Building emotionally resilient jarjums

From time to time jarjums can experience challenges or difficult circumstances. These things are all a part of life and for emotionally resilient children they can be a chance to learn, develop and grow.

Emotional resilience is the ability to recover after challenges or difficult times, such as starting at a new school or kindergarten, moving house, or more serious experiences like family illness or passing of a loved one.

Jarjums build resilience over time through experience. The more emotionally resilient they are, the faster they can recover from setbacks and get back to living their lives. Additionally, once children have overcome one difficult experience they feel more confident and capable to handle the next tough situation that comes their way.
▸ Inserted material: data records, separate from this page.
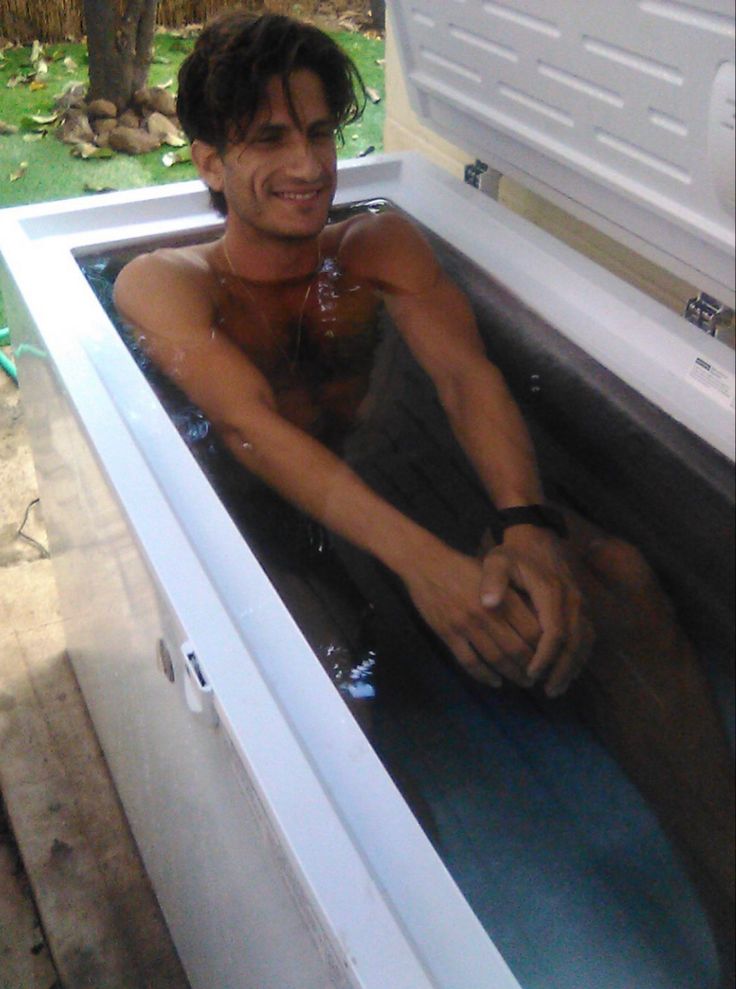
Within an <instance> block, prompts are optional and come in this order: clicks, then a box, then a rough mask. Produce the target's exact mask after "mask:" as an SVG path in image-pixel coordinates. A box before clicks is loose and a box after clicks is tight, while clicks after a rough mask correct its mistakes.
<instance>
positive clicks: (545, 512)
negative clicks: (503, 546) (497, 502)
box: [491, 505, 568, 543]
mask: <svg viewBox="0 0 736 989" xmlns="http://www.w3.org/2000/svg"><path fill="white" fill-rule="evenodd" d="M514 525H535V526H537V527H538V528H540V529H551V530H552V531H553V532H555V533H557V535H558V536H560V537H561V538H563V539H565V538H567V536H568V530H567V524H566V523H565V518H564V516H563V514H562V512H560V511H558V510H557V509H556V508H552V507H551V506H550V505H518V506H516V507H514V508H502V509H499V511H497V512H496V516H495V518H494V519H493V521H492V522H491V532H492V533H493V538H494V539H495V540H496V542H497V543H500V542H502V541H503V534H504V532H505V531H506V530H507V529H510V528H511V527H512V526H514Z"/></svg>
Emotionally resilient children are often great at problem solving and learning new skills as they are more willing to try again when things don’t go their way the first time. They also have a better understanding that uncomfortable feelings, such as anxiety, sadness, fear or frustration don’t last forever.

The more emotionally resilient a jarjum is the less likely they are to avoid problems or deal with them in unhealthy ways, like getting defensive or aggressive.

Children learn resilience through experience and observation. Each time your jarjum sees you try again, let anger go, or think positively in difficult situations, they learn that they can do the same.

Here are some other ways you can help build your child’s resilience:

  • Try not to solve every minor problem or disappointment for them. If your jarjum doesn’t get their way, talk to them about how they feel instead of trying to fix the problem.
  • Avoid predicting and preventing problems for your child. This could be letting your child hand in homework that is incorrect or not replacing a toy that is broken. Allowing them to overcome small challenges builds their resilience for bigger setbacks.
  • Teach your jarjums to identify and manage strong emotions. For example, your jarjums may be worried about a sick family member. You could say, “I can see you’re really concerned, and it’s okay to be worried. We’re doing everything we can to help him get better”.
  • Praise your child for trying, no matter the result, to teach them to have another go when things don’t work out the first time they try something. You could say something like “I’m proud of you for finishing the race” or “Well done for giving it another go.”
  • Build their self-compassion. Self-compassion helps your child deal with disappointment, failures or mistakes by being kind to themselves.
  • Help your child to develop problem solving skills in an age-appropriate way.